I tried talking to God but I had my doubts about Him because how could a God of love let all this happen. I recall one guy, a devoted "Believer" who would share things about his faith with the other guys. I even felt kinda invincible around him knowing he had a direct line to the Almighty when one day I watched him get blown up. My whole idea of God that day got blown up too! I felt God betrayed this "Believer" and I lost faith then. I really wasn’t sure what to expect, if any thing, when I decided to call on God again. I truly wanted to live. I wanted my life back. To be sane again! I wanted peace of mind. I didn't want to live under the guilt I had been carrying all these years. The guilt of being alive.

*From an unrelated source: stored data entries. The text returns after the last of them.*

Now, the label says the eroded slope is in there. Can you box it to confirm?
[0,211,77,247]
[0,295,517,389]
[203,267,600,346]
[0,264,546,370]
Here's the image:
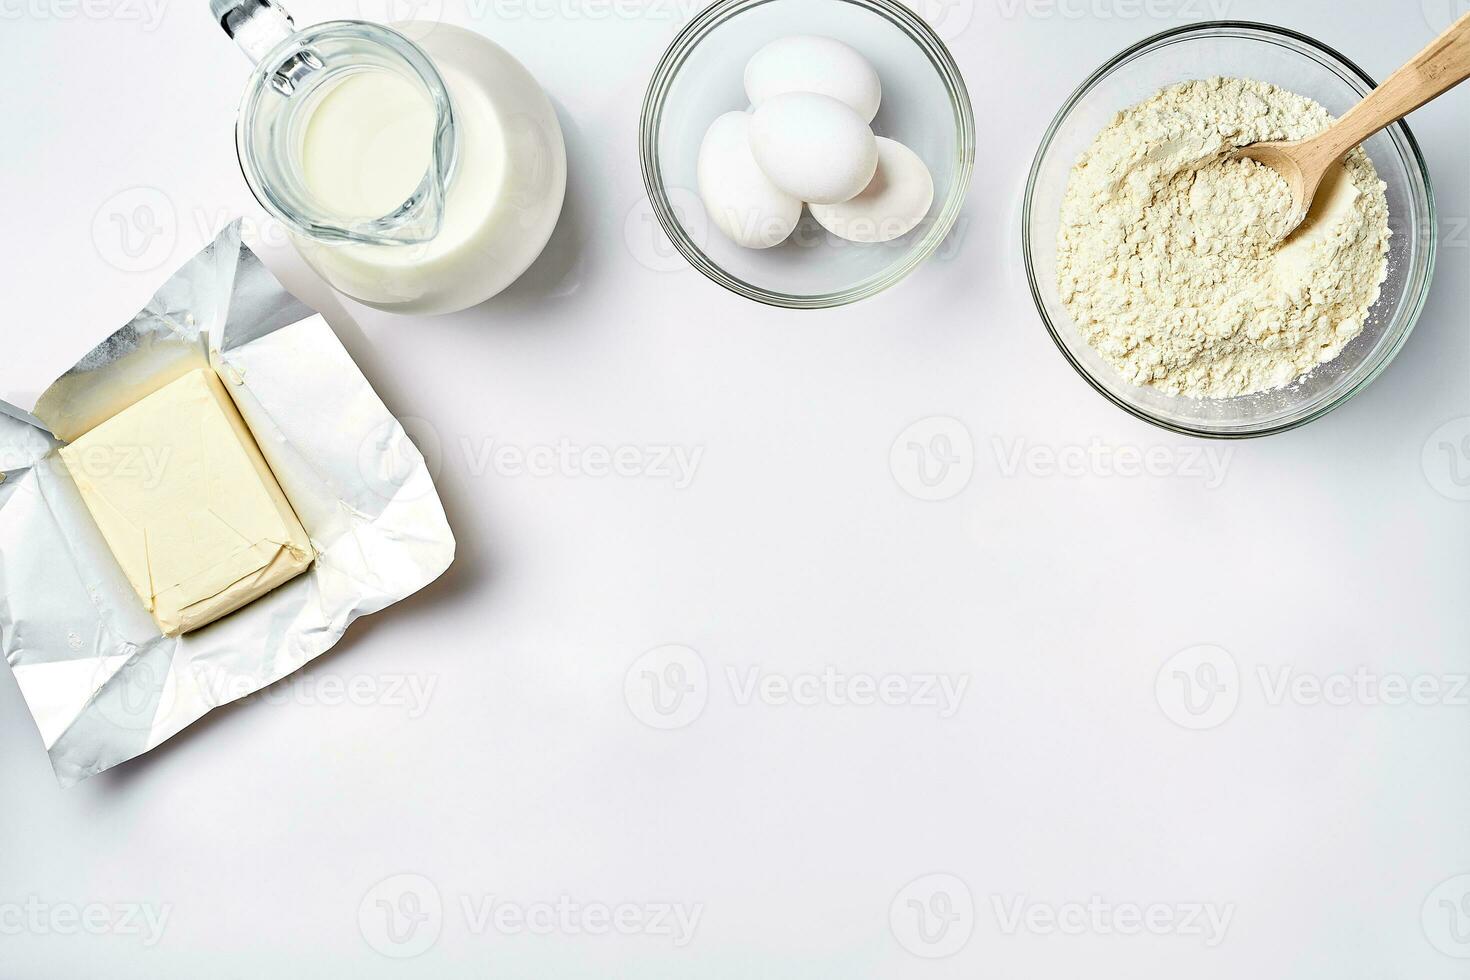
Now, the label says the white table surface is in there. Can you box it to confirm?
[3,0,1469,976]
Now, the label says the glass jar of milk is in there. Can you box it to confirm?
[213,0,566,315]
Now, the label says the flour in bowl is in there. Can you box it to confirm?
[1056,77,1391,399]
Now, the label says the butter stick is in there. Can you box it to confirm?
[60,368,313,637]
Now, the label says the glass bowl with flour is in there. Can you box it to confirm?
[1024,23,1435,438]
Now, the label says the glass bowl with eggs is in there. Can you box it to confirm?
[639,0,975,308]
[1023,22,1436,439]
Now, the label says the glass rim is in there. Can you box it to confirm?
[638,0,976,309]
[1021,20,1438,440]
[234,20,458,248]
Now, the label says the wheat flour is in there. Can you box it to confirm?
[1056,77,1391,399]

Too many things changed when I returned to the States, no one knew me anymore, nor did I care. There was no one to trust. The war became between me and everything and everyone. So I called on God again. I remember what I felt but not exactly what I said, it must have been OK because I knew I had been changed inside. Something happened this time. As time went on, I got to know Him and His Son Jesus. I found a river and baptized myself. I was still alone physically, but not spiritually. I realized the sacrifice Jesus gave toward a world that was insane, and still is.

"Jesus came to save that which was lost" is what I remember reading form the bible a long time ago. He didn’t take the situations or memories away, but did come to give power, contentment, peace of mind and understanding to get through and overcome them. The hate I harbored began to subside. The guilt I was living began to diminish. Not until I came to grips with God was I able to share any of this with my wife - who is writing all this down for me. I still remember everything as yesterday, but it doesn’t overtake me like it did before. The nights are still long at times, but I’m not alone anymore. I don’t have to sleep with one eye open for self-preservation. I have come to know the One who is my preserver and my protector. I can sleep through the night now. Jesus took residence in my life and can live in you too. He can forgive you of everything, no matter what it was or is. I know, I had a lot to be forgiven for. He can even help you forgive others. He already suffered on the cross for you; you no longer have to suffer any longer. The bible says "For God so loved the world that He gave His only begotten Son, that whoseover believes in Him should not perish but have everlasting life." John 3:16

If you suffer from pain (physically or mentally), guilt, hate, confusion, alcoholism, drug abuse, insanity or the like, it’s time to be made whole again. You can be delivered as I was. If you are not a believer, ask Jesus in your heart now. If you are a believer, ask Him to help you to forgive and help you let it go. Ask Him to cleanse your mind from thoughts of the war and destruction and help you begin a new life NOW. It’s not too late! I once thought it was, but God showed me different. All I had to do was ask. Ask Him today! The bible says that we have not because we ask not.

I now have a life. I have been married 13 years at the writing of this (2002), and am loved as I’ve never been loved before. My wife honors me. She cares for me and I care for her. We communicate every day. We share our intimate thoughts and feelings with each other. Something I never could do. There was just too much hurt in the way.

I don’t know what plans God has for you, but if He did all this for me, He can do it for you.

Oh, by the way, I don’t walk with a limp either…

Rover

A prayer for you: Psalm 51:1-2

"Have mercy on me O God, according to they loving kindness, according unto the multitude of thy tender mercies, blot our my transgressions. Wash me thoroughly from my iniquity and cleanse me from all my sins."